Review by Carson Hearne
Running Time: 1 hour 35 minutes
MPAA Rating: PG-13 for terror and some bloody images.
Directed by: John Krasinski
Written by: John Kraskinski, Scott Beck, and Bryan Woods
(based on a story by Scott Beck and Bryan Woods)
Starring: Emily Blunt, John Krasinski, Millicent Simmonds, and Noah Jupe
In his third directorial outing, John Krasinski creates a depraved, psychological thriller that will chill even the toughest moviegoers. Before this film, Krasinski had only directed a couple flops and a few episodes of The Office. A Quiet Place is definitely a flawed film in certain aspects. But, it surpasses those flaws by breaking the modern horror film formula to create a truly refreshing experience. As long as you have a very well behaved audience, that is.
Taking place not very long from now, a family is trying to survive in a post-apocalyptic world plagued by vicious monsters who are attracted to sound. After a tragic incident occurs, turmoil arises between the family members as they attempt to cope. The father (John Krasinski) is only interested in ensuring his family’s safety and finding a way to kill these creatures. After the mother (Emily Blunt) becomes pregnant, uncertainties raise to a boil and the film refuses to give you any breathing room.
The performances brought in this film are nothing short of astounding. I have never been a big fan of child actors; but, these children portray their roles in such a believable manner. At first, I was unsure about John Krasinski casting his wife, Emily Blunt, as his wife in the film. But, it really creates this chemistry on screen that I don’t think could have been recreated with any other actress. There are some truly beautiful moments that are scattered throughout. In particular, there is a scene where the mother and father are dancing while listening to music through earphones that fills you with comfort even in the midst of such an uncomfortable situation. I won’t spoil anything, but the climax will just crush your soul and can easily turn you into a weeping mess if you give it enough thought.
The beginning of A Quiet Place is very similar to 28 Days Later, but shot without the Danny Boyle style. The writing and the production design are both very well done in making the film very atmospheric. But, the sound design is what really makes A Quiet Place work, and deserves a nomination (at least) at the 2019 Oscars. This is not a film for you to wait to pick up on DVD/Blu-Ray. It is meant to be seen in a movie theater, or at least with a very good surround sound set up, to get the full experience of how they use silence to their advantage. A downside to seeing it in theaters is that it is so popular, that you are very unlikely to see this in an empty theater. You more than likely will find yourself having a very hard time watching this film with annoying audience members. In the theater I was in, I was lucky enough to only have a couple people that were somewhat distracting. I highly recommend seeing this film on a weekday, at the earliest time you can make to avoid any distractions.

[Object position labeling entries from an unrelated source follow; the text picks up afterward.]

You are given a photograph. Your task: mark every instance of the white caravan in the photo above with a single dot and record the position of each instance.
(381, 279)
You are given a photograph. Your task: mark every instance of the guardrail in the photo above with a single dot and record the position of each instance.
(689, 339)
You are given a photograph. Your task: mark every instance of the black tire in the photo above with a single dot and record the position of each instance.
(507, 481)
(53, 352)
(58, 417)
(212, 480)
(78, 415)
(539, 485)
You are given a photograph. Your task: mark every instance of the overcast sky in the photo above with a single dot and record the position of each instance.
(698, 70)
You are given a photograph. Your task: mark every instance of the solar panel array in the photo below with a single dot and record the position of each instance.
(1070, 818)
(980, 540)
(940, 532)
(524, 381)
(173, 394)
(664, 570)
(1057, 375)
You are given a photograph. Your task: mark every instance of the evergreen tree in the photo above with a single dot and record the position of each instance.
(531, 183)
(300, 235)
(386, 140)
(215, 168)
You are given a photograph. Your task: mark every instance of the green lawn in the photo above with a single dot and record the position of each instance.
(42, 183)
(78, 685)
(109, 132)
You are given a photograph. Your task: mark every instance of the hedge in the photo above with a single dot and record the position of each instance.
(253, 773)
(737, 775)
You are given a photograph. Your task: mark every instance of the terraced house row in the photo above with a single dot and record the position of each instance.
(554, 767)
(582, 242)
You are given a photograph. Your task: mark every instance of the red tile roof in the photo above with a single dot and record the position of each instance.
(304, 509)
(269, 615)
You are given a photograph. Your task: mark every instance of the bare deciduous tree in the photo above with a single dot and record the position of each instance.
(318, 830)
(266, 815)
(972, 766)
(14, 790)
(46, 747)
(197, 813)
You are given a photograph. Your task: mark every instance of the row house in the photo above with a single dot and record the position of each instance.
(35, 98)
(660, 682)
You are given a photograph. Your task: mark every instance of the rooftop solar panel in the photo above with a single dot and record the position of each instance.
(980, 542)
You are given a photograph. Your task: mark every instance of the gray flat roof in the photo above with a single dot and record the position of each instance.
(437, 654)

This film is subject to a few flaws that kept me from considering it a perfect film. First off, I really wish that they would have kept the creatures more mysterious. After a few scenes into the film, you’ve already gotten a good look at them. I felt that it diminished some of the fear that could have been very well incorporated. In fact, the most terrifying scenes are the ones where you can only hear the creatures but can’t visually see them, but sadly most of those are saved for later. I have to say, there is a scene where the creatures show up on the security cameras; it is one of the most frightening shots in recent years.
Another flaw that bothers me with most modern films is that lack of stylized cinematography. If Krasinski would have only spent more time and thought into creating cinematography that would really create an original view of this very interesting landscape. To give him credit, it is his first successful film that he was in charge of, and I will be keeping an eye out on him in the future. Finally, there was one jump scare in this film that I felt was very unnecessary since the scene could have ended up being very moving. But, instead they tried to go for the scares and I did not agree with that decision. They did also use jump scares in the right ways in other sections of the film, there was one that made me almost jump out of my seat; it takes a lot to scare me as bad as A Quiet Place did.
Despite it’s flaws, A Quiet Place is one of the most intense films to come out in this decade. This is the best film I’ve seen so far this year, and the fact that such an entertaining film was made with little to no dialogue is astonishing. It is incredibly easy to ruin a normal film; it is twice as easy to ruin a film that loses half of what makes it up. Without much audio, you put so much emphasis on the screen and every little sound that is heard. It makes you realize that you have to make everything you see and hear twice as interesting, or else the film will crash and burn. Overall, A Quiet Place is a very technically smart film that shows you can still make an inventive horror film.